DNR's blog

By DNR, 7 months ago, In English

The following code takes $$$O(n \cdot x)$$$ memory (NOT $$$O(x)$$$!!!):

vector<vector<int>> a(n);
for(int i = 0; i < n; i ++)
{
    a[i].assign(x, 0);
    a[i].clear();
}

You must call a[i].shrink_to_fit() after a[i].clear() to actually free the reserved memory, and cap memory usage to $$$O(x)$$$. I unfortunately didn't know this and was consequently traumatized by seemingly inexplicable MLEs in today's d2D.
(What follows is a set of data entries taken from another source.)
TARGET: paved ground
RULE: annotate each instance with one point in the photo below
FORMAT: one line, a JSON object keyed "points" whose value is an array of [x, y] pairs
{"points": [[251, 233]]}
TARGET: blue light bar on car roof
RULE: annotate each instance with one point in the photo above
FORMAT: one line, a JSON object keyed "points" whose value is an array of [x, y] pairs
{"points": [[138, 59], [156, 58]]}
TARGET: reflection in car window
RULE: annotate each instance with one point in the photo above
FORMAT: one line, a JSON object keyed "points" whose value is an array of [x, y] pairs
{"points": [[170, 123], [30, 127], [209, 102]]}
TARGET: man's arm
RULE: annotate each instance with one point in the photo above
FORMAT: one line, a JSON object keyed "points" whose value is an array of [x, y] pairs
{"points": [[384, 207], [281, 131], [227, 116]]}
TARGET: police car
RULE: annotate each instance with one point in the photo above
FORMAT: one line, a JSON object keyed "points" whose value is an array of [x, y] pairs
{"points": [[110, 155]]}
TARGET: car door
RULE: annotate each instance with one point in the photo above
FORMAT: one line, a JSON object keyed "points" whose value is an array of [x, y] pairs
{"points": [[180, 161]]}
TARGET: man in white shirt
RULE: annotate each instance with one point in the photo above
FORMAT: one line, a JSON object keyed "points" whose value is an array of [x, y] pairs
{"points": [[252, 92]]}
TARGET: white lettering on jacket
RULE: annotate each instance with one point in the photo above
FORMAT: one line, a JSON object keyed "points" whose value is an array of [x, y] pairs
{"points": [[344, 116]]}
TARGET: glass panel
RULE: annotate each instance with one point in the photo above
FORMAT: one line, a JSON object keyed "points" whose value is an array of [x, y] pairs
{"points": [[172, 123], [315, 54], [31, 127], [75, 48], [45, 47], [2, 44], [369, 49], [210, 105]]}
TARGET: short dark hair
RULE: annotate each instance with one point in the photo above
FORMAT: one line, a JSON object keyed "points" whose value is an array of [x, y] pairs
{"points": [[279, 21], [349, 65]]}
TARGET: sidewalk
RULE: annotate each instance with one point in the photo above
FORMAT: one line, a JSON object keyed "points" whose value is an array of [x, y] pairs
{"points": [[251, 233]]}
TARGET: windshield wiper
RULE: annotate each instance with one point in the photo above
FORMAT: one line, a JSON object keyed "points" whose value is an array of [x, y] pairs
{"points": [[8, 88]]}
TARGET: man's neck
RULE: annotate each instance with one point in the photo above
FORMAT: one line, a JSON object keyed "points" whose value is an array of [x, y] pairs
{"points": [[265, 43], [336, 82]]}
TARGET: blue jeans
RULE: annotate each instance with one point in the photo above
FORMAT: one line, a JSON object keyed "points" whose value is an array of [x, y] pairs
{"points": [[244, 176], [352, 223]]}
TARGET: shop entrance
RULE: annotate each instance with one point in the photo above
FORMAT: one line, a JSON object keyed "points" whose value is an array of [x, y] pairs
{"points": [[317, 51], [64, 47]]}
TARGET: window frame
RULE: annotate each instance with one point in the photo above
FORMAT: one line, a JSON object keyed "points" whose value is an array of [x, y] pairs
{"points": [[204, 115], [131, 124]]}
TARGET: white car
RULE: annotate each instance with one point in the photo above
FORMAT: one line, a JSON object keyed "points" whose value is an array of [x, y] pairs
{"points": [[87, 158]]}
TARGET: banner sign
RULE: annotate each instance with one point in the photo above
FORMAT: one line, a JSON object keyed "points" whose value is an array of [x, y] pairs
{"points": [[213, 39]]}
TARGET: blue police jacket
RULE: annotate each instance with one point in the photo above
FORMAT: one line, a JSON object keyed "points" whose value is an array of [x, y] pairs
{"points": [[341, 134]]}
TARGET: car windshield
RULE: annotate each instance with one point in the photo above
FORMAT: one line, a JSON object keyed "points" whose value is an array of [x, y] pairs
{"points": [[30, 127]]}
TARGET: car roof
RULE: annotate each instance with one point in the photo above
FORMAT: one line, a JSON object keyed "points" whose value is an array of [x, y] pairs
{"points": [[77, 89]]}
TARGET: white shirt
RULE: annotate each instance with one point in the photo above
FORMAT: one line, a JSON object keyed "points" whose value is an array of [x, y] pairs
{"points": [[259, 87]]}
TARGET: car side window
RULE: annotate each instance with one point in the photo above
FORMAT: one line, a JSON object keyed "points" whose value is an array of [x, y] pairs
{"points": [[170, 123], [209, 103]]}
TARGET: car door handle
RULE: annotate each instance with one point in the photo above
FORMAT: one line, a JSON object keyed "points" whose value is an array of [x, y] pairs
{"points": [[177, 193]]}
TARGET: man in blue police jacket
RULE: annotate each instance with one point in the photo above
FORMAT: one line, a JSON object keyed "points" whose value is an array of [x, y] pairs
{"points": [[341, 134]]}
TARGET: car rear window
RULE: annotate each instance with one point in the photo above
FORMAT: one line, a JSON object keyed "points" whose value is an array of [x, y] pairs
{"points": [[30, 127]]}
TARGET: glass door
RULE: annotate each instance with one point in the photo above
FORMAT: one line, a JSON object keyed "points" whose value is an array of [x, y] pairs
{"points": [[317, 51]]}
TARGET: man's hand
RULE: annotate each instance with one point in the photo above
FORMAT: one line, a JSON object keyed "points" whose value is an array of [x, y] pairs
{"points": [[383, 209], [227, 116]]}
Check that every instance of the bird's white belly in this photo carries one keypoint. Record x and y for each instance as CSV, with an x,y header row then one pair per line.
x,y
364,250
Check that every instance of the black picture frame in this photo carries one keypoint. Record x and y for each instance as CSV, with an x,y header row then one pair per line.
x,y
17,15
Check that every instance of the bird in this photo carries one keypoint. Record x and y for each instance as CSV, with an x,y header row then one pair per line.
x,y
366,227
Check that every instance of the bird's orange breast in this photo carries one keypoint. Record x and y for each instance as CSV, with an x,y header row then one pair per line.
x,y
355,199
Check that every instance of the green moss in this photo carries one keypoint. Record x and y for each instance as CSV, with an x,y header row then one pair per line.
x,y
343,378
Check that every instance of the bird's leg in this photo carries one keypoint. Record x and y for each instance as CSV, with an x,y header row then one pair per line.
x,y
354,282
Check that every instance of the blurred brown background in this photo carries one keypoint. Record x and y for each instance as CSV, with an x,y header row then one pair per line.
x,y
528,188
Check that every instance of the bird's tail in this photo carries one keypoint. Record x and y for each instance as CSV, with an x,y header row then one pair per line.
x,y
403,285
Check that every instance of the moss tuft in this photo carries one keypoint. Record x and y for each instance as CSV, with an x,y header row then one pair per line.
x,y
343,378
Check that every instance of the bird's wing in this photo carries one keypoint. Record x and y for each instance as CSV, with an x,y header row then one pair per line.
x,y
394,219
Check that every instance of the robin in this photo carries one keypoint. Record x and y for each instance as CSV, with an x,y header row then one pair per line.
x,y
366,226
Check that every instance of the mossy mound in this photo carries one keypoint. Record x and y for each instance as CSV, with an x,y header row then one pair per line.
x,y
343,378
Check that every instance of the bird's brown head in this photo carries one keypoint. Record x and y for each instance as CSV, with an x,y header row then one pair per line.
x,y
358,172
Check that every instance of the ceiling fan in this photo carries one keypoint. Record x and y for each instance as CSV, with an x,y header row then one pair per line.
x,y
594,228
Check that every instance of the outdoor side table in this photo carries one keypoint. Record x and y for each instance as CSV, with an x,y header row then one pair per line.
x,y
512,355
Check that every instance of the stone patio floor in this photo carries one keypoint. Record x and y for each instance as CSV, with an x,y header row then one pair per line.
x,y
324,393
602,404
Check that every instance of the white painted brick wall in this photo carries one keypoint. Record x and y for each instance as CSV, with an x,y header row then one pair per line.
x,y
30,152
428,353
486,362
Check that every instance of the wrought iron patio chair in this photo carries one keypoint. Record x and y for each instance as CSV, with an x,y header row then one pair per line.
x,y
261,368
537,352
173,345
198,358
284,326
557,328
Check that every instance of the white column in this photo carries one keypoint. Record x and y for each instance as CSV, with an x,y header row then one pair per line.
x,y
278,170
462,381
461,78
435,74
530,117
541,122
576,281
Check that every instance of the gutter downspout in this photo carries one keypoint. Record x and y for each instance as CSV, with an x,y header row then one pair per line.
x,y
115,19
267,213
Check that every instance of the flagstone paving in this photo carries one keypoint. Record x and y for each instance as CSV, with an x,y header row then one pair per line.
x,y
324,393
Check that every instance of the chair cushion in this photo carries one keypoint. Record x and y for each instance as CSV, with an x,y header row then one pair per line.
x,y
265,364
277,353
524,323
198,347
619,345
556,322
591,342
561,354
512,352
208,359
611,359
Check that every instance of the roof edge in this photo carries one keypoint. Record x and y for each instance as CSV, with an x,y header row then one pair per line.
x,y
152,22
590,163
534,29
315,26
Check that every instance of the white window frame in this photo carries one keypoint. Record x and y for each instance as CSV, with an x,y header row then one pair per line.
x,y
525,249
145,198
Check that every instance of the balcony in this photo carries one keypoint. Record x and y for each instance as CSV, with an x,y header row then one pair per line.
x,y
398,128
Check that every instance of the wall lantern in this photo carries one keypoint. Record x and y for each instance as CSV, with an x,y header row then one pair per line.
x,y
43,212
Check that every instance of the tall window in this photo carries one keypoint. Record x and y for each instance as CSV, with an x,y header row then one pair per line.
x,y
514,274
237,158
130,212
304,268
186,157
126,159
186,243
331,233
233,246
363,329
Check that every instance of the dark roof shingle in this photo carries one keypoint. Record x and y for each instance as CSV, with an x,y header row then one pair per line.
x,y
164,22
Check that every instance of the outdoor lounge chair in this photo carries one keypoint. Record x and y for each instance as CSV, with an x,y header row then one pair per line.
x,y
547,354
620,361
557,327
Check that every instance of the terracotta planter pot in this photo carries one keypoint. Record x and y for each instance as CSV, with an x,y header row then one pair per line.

Now that I think about it, all of those tens of times where I called .clear() on smaller vectors after merging them into larger vectors (small-to-large merging) have been pointless.

  • Vote: I like it
  • +281
  • Vote: I do not like it

»
7 months ago, hide # |
 
Vote: I like it -67 Vote: I do not like it

https://en.cppreference.com/w/cpp/container/vector/clear.html
Meme

jokes aside, its a good announcement to those who don't know.

»
7 months ago, hide # |
 
Vote: I like it +36 Vote: I do not like it

what about vector<int> ().swap (a[i])

  • »
    »
    7 months ago, hide # ^ |
     
    Vote: I like it 0 Vote: I do not like it

    I just read about shrink_to_fit(), my sources say that it's a non-binding request, meaning it may or may not actually shrink the memory.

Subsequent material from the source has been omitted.